“Who, me?”
Isaac sighed, shaking his head and mumbling to himself.
“And what else have you written?”
“City of the Damned, volumes one to twenty-seven, among other things.”
Isaac turned round and smiled with satisfaction.
“Ignatius B. Samson?”
“May he rest in peace, and at your service.”
At that point, the mysterious keeper stopped and left the lamp resting on what looked like a balustrade rising in front of a large vault. I looked up and was spellbound. There before me stood a colossal labyrinth of bridges, passages, and shelves full of hundreds of thousands of books, forming a gigantic library of seemingly impossible perspectives. Tunnels zigzagged through the immense structure, which seemed to rise in a spiral toward a large glass dome, curtains of light and darkness filtering through it. Here and there I could see isolated figures walking along footbridges and up stairs or carefully examining the contents of the passageways of that cathedral of books and words. I couldn’t believe my eyes and I looked at Isaac Monfort in astonishment. He was smiling like an old fox enjoying his favorite game.
“Ignatius B. Samson, welcome to the Cemetery of Forgotten Books.”
20
I followed the keeper to the foot of the large nave that housed the labyrinth. The floor we were stepping over was sown with tombstones, their inscriptions, crosses, and faces dissolving into the stone. The keeper stopped and lowered the gas lamp so that the light slid over some of the pieces of the macabre puzzle.
“The remains of an old necropolis,” he explained. “But don’t let that give you any ideas about dropping dead here.”
We continued toward an area just before the central structure that seemed to form a kind of threshold. In the meantime Isaac was rattling off the rules and duties, fixing his gaze on me from time to time, while I tried to soothe him with docile assent.

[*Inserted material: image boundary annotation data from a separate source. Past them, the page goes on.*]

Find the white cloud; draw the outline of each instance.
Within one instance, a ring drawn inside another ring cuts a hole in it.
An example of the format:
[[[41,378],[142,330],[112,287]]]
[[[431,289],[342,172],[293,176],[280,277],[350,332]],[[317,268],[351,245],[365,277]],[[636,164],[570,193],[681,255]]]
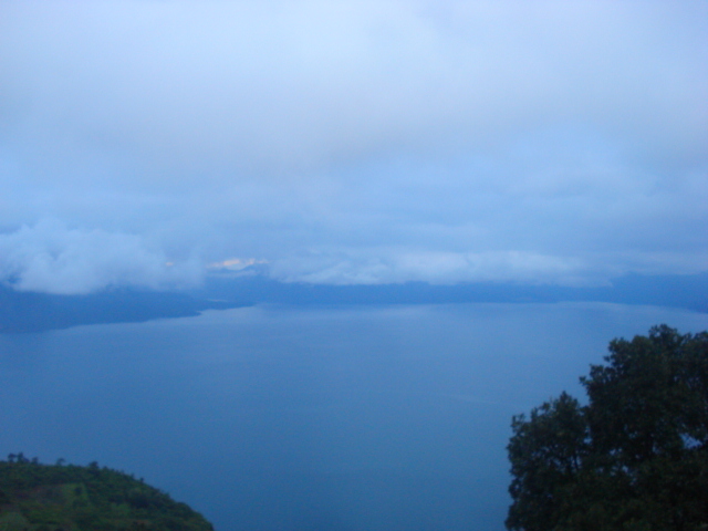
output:
[[[133,235],[67,229],[53,220],[0,235],[0,280],[21,291],[85,294],[114,287],[168,288],[201,280],[195,261],[168,262]]]
[[[0,257],[27,285],[169,283],[194,253],[595,282],[708,248],[705,2],[7,0],[0,72],[0,228],[156,264]]]

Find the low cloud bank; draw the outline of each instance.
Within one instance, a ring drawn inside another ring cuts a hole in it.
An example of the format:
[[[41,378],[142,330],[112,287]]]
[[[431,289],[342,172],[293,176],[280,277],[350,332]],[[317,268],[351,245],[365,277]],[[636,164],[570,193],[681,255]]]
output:
[[[69,229],[43,220],[0,235],[0,281],[19,291],[86,294],[114,287],[165,289],[200,282],[196,259],[170,262],[140,236]]]

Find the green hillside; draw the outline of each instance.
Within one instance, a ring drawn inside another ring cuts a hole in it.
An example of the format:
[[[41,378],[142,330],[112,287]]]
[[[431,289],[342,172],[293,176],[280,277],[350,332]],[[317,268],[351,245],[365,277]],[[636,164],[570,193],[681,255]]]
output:
[[[212,531],[199,513],[124,472],[0,461],[0,531]]]

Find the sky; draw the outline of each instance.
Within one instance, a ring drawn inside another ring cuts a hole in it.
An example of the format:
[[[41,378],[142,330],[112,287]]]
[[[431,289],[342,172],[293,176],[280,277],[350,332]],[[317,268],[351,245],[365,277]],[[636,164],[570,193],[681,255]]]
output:
[[[705,1],[0,0],[0,282],[708,269]]]

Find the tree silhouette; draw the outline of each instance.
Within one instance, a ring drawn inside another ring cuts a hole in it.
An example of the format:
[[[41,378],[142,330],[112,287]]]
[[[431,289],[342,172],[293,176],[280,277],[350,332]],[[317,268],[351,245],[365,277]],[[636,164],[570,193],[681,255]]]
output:
[[[513,418],[508,529],[708,529],[708,333],[656,326],[605,362],[586,406],[563,393]]]

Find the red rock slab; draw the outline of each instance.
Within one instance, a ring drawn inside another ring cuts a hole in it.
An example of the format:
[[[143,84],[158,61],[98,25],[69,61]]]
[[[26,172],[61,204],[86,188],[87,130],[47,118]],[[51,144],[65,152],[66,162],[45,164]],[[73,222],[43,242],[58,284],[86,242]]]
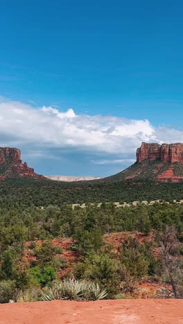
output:
[[[1,324],[182,324],[182,300],[55,300],[0,305]]]

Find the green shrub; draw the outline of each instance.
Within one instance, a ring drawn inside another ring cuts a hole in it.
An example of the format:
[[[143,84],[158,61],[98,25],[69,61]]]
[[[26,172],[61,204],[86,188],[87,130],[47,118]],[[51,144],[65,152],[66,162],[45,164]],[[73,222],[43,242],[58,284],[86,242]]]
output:
[[[0,303],[8,303],[10,299],[15,300],[16,287],[14,281],[0,281]]]
[[[98,284],[87,280],[65,280],[47,288],[42,295],[44,300],[68,299],[72,300],[97,300],[104,299],[107,294]]]
[[[42,287],[50,285],[56,277],[55,271],[51,266],[44,267],[42,269],[38,266],[33,267],[30,269],[29,273],[33,281]]]

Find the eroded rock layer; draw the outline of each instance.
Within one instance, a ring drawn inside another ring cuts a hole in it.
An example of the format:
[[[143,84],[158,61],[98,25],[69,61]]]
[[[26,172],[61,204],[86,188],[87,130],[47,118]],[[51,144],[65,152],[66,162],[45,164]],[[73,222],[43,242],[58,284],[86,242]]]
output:
[[[26,162],[22,163],[21,152],[17,148],[0,147],[0,180],[7,177],[32,177],[41,178],[43,176],[34,172]]]
[[[183,163],[183,144],[162,144],[142,143],[137,150],[137,161],[150,161],[159,159],[165,163]]]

“Article one: the first time somebody comes here he has the right to choose a book, whichever one he likes, from all the books there are in this place. Article two: upon adopting a book you undertake to protect it and do all you can to ensure it is never lost. For life. Any questions so far?”
I looked up toward the immensity of the labyrinth.
“How does one choose a single book among so many?”
Isaac shrugged.
“Some like to believe it’s the book that chooses the person. Destiny, in other words. What you see here is the sum of centuries of books that have been lost and forgotten, books condemned to be destroyed and silenced forever, books that preserve the memory and soul of times and marvels that no one remembers anymore. None of us, not even the oldest, knows exactly when it was created or by whom. It’s probably as old as the city itself and has been growing with it, in its shadow. We know the building was erected using the ruins of palaces, churches, prisons, and hospitals that may once have stood here. The origin of the main structure goes back to the beginning of the eighteenth century and has not stopped evolving since then. Before that, the Cemetery of Forgotten Books was hidden under the tunnels of the medieval town. Some say that during the Inquisition people who were learned and had free minds would hide forbidden books in sarcophagi or bury them in ossuaries all over the city to protect them, trusting that future generations would dig them up. In the middle of the last century a long tunnel was discovered leading from the bowels of the labyrinth to the basement of an old library that nowadays is sealed off, hidden in the ruins of an old synagogue in the Jewish quarter. When the last of the old city walls came down, there was a landslide and the tunnel was flooded with water from an underground stream that for centuries has run beneath what is now the Ramblas. It’s inaccessible at present, but we imagine that for a long time the tunnel was one of the main entrance routes to this place. Most of the structure you can see was developed during the nineteenth century. Only about a hundred people know about it and I hope Sempere hasn’t made a mistake by including you among them …”
I shook my head vigorously, but Isaac was looking at me with skepticism.
“Article three: you can bury your own book wherever you like.”
“What if I get lost?”
“An additional clause, from my own stable: try not to get lost.”
“Has anyone ever got lost?”
Isaac snorted.
“When I started here years ago there was a story doing the rounds about Darío Alberti de Cymerman. I don’t suppose Sempere has told you this, of course.”
“Cymerman? The historian?”
“No, the seal tamer. How many Darío Alberti de Cymermans do you know? What happened is that in the winter of 1889 Cymerman went into the labyrinth and disappeared for a whole week. He was found in one of the tunnels, half dead with fright. He had walled himself up behind a few rows of holy texts so he couldn’t be seen.”
“Seen by whom?”
Isaac looked at me for a long while.
“By the man in black. Are you sure Sempere hasn’t told you anything about this?”